3) The study of Buddhist texts is primarily geared towards discovering how the scriptures of the various time periods can help us wake up to our innate wisdom. In combination with actual meditation training with a living teacher, the words of the old masters start to resonate on ever deeper levels and also serve as a testing device for true understanding. On Wednesday nights during the regular daily schedule and on every day during sesshin, Tenkei Roshi gives Teisho (a live presentation of dharma) often using for inspiration a koan, a short text by Dogen Zenji (like chapters from Eihei Koroku) or other examples of dharma literature. And while a growing library gives ample opportunity for individual reading, there are various weekly study groups. In one that meets every Sunday morning, a classic Buddhist text is read one chapter at a time and discussed in the light of its practical application. The emphasis is on works by Dogen Zenji (mostly Shobogenzo in various English translations), with commentaries by modern masters if available. On Monday nights the River of Zen group studies excerpts of texts in a historical sequence, from the early Indian sutras to the Chinese koans, the Japanese literature, and works of contemporary teachers. The Right Speech group, held on Wednesday evenings, allows students to verbally present their understanding on a particular subject. Sometimes the subject is chosen beforehand, for example certain chapters of the Nikayas, the Lotus or other sutras, and sometimes Tenkei Roshi spontaneously raises an issue that suits the occasion. Either way, it provides opportunities for everyone to practice speaking up and to learn how to express the dharma in live words.

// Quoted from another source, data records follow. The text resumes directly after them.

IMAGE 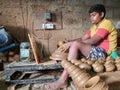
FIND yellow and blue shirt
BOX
[87,19,117,55]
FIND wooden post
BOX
[28,34,40,64]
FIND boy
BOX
[46,4,117,90]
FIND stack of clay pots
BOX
[83,76,109,90]
[61,60,91,89]
[61,60,108,90]
[50,41,68,60]
[71,56,120,73]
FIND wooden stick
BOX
[28,34,40,64]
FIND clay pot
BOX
[92,62,104,73]
[79,63,91,71]
[86,60,94,65]
[57,41,65,47]
[104,62,115,72]
[50,52,68,60]
[61,60,91,88]
[90,57,96,62]
[106,56,114,60]
[98,57,105,64]
[81,58,86,63]
[74,73,91,88]
[71,59,82,66]
[83,76,108,90]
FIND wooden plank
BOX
[28,34,40,64]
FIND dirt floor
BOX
[0,60,120,90]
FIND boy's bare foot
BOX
[45,80,68,90]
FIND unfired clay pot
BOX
[50,52,68,60]
[61,60,91,88]
[98,57,105,64]
[57,41,65,47]
[86,60,94,65]
[92,62,104,73]
[71,59,82,66]
[81,58,86,63]
[79,63,91,71]
[83,76,108,90]
[104,62,115,72]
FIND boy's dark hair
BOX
[89,4,106,19]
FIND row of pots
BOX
[61,60,109,90]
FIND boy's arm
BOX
[82,35,102,45]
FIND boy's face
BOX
[90,12,103,25]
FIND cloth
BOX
[87,46,107,59]
[87,19,117,55]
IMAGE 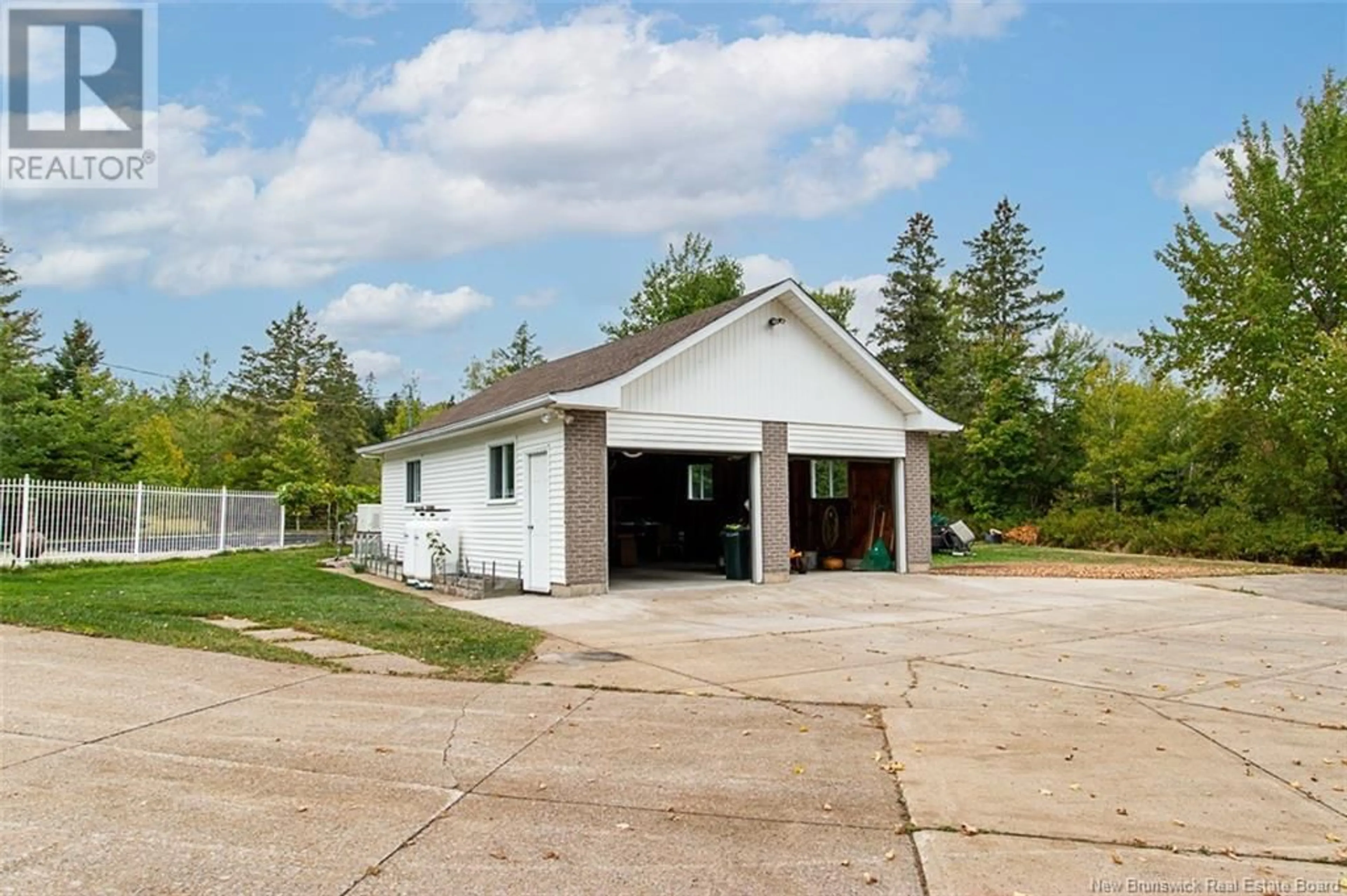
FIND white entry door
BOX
[524,452,552,591]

4) Bodhisattva Activity as an element of training explores ways to manifest our true nature in the everyday world — in other words, where it really counts. In principle, the first three elements naturally wake up the Bodhisattva within us; yet most of us need clear reminders during the course of the day for responding to life’s situation with wisdom and compassion, and not to fall back into conditioned self-centered patterns of behavior. These reminders include the Precepts (errors to refrain from), the Paramitas (virtues to be cultivated) and particularly the “Four Ways of the Bodhisattva” of Dogen Zenji (Generosity, Identification with Others, Right Speech, Beneficial Action). Rather than a strict set of rules, they are all seen as springboards for meditation in action, offering suggestions for personal transformation in social interaction with others. Zen River functions as a spiritual community and offers ample opportunities for practicing Bodhisattva Activity during, for example, services, samu (temple cleaning, kitchen duties, renovation projects, gardening, sewing, administration, etc.) and events like Family Week with its special program for children. The hosting of other teachers and students from abroad, particularly from training temples in Japan, has also proven to be very useful in this respect since cultural differences help us to question our habitual behavioral norms. Engagement in Bodhisattva Activity within the conducive context of the temple, can provide the incentive and inspiration for practicing it in daily life circumstances beyond the temple. Gradually, this can transform our character and lifestyle and clarify our particular Bodhisattva calling.